Tout le monde le dit et chacun le sait : la police fait bien son travail, interpelle, arrête, mais après ?
Ils sont 1'300 gendarmes pour 30 braquages au quotidien, des filières désormais identifiées qui, pour le même délit prendraient 5 ans dans leur pays d'origine, tandis qu'ils se retrouvent chez nous au bout de 5 heures à la rue, faute de place dans les prisons. Bon.
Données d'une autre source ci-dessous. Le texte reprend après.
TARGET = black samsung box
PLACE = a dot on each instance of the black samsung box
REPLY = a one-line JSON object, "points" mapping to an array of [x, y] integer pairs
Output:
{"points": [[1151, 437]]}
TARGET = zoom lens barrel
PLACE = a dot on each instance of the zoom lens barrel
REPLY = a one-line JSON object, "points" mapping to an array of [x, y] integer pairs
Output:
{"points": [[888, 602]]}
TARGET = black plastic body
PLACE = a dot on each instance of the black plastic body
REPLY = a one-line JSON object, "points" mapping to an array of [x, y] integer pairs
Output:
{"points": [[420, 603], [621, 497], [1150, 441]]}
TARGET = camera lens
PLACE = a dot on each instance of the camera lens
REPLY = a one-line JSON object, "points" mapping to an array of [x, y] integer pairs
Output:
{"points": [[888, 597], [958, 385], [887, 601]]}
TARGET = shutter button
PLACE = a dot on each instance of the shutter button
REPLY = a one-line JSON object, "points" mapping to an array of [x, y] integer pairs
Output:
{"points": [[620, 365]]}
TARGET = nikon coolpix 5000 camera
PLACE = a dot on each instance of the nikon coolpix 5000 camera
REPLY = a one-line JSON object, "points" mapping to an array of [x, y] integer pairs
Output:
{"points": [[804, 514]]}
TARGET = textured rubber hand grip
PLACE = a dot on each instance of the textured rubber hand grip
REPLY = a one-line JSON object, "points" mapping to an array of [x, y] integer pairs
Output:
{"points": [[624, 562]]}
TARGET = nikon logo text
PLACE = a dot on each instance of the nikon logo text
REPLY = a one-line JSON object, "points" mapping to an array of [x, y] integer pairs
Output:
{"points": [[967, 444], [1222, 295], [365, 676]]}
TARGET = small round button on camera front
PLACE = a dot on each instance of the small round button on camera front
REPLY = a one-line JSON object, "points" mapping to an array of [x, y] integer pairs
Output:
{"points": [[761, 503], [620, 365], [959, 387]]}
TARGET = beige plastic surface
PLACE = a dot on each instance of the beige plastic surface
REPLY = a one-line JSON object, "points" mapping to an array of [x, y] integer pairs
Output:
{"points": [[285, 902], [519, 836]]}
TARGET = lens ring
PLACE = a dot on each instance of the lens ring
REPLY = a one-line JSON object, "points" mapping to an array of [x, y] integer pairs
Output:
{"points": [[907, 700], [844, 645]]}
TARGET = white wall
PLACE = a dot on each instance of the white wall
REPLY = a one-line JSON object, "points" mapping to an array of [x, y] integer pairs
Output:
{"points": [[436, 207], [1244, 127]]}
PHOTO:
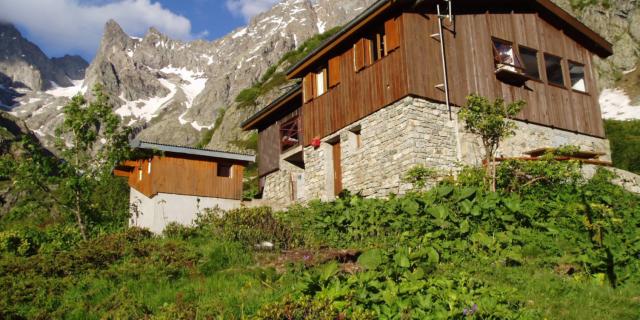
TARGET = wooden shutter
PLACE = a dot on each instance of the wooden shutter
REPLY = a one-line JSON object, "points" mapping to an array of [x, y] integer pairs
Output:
{"points": [[369, 49], [307, 87], [334, 71], [392, 33], [359, 55]]}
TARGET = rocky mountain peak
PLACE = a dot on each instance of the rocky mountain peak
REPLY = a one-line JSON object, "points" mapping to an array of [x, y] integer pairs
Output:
{"points": [[114, 37], [72, 66]]}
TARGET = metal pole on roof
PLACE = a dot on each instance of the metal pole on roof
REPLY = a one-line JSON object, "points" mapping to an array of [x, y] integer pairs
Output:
{"points": [[441, 17]]}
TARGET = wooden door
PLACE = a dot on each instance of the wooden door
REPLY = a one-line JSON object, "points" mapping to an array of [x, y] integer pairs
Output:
{"points": [[337, 169]]}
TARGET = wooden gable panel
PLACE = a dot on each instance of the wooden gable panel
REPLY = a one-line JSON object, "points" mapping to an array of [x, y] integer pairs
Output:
{"points": [[308, 85], [360, 54], [334, 71], [392, 33]]}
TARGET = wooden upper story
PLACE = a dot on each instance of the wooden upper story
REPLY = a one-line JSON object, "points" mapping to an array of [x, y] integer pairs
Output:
{"points": [[186, 171], [529, 50]]}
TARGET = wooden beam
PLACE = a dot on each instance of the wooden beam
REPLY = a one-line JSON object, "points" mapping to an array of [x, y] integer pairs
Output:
{"points": [[272, 109], [606, 48], [296, 73]]}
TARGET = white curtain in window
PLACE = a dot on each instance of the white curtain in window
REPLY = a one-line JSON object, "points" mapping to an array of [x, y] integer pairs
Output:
{"points": [[320, 81]]}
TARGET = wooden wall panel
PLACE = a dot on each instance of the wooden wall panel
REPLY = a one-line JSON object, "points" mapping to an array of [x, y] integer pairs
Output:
{"points": [[359, 94], [471, 67], [186, 175]]}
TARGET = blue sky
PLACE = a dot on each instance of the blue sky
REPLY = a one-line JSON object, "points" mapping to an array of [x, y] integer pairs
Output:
{"points": [[61, 27]]}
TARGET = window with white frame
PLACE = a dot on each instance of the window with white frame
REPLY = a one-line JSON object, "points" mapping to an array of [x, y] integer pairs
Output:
{"points": [[576, 71], [321, 81]]}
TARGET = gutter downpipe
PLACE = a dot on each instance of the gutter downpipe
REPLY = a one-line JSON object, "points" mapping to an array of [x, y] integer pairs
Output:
{"points": [[444, 58]]}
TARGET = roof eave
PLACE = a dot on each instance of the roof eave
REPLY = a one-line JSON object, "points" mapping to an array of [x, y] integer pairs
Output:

Faut-il nous résigner ?
 
Non ! Lorsque l’on apprend que l’âge moyen de certaines bandes est de 11 à 17 ans, que les peines- amendes n’affecteront jamais ni les auteurs ni leurs parents, lesquels  n’ont pas d’argent, on se prend à se poser la question : Et les peines socio-éducatives ? J’entends par là, qu’un jeune, en particulier un mineur, voire un très jeune, qui entre dans le jeu du sport du nouveau sport de rue qu'est devenu le braquage, histoire de tester ses limites et celles du monde des adultes, pourrait  se retrouver quelques heures après son arrestation à peler des pommes de terre aux  cuisines scolaires, ramasser les cannettes de bière dans un parc public ou faire la lessive aux HUG...quand on pense ce que ces bandes nous coûtent, un minimum de travail de réparation envers la société, bien encadré,  bien ciblé, serait à méditer, non ?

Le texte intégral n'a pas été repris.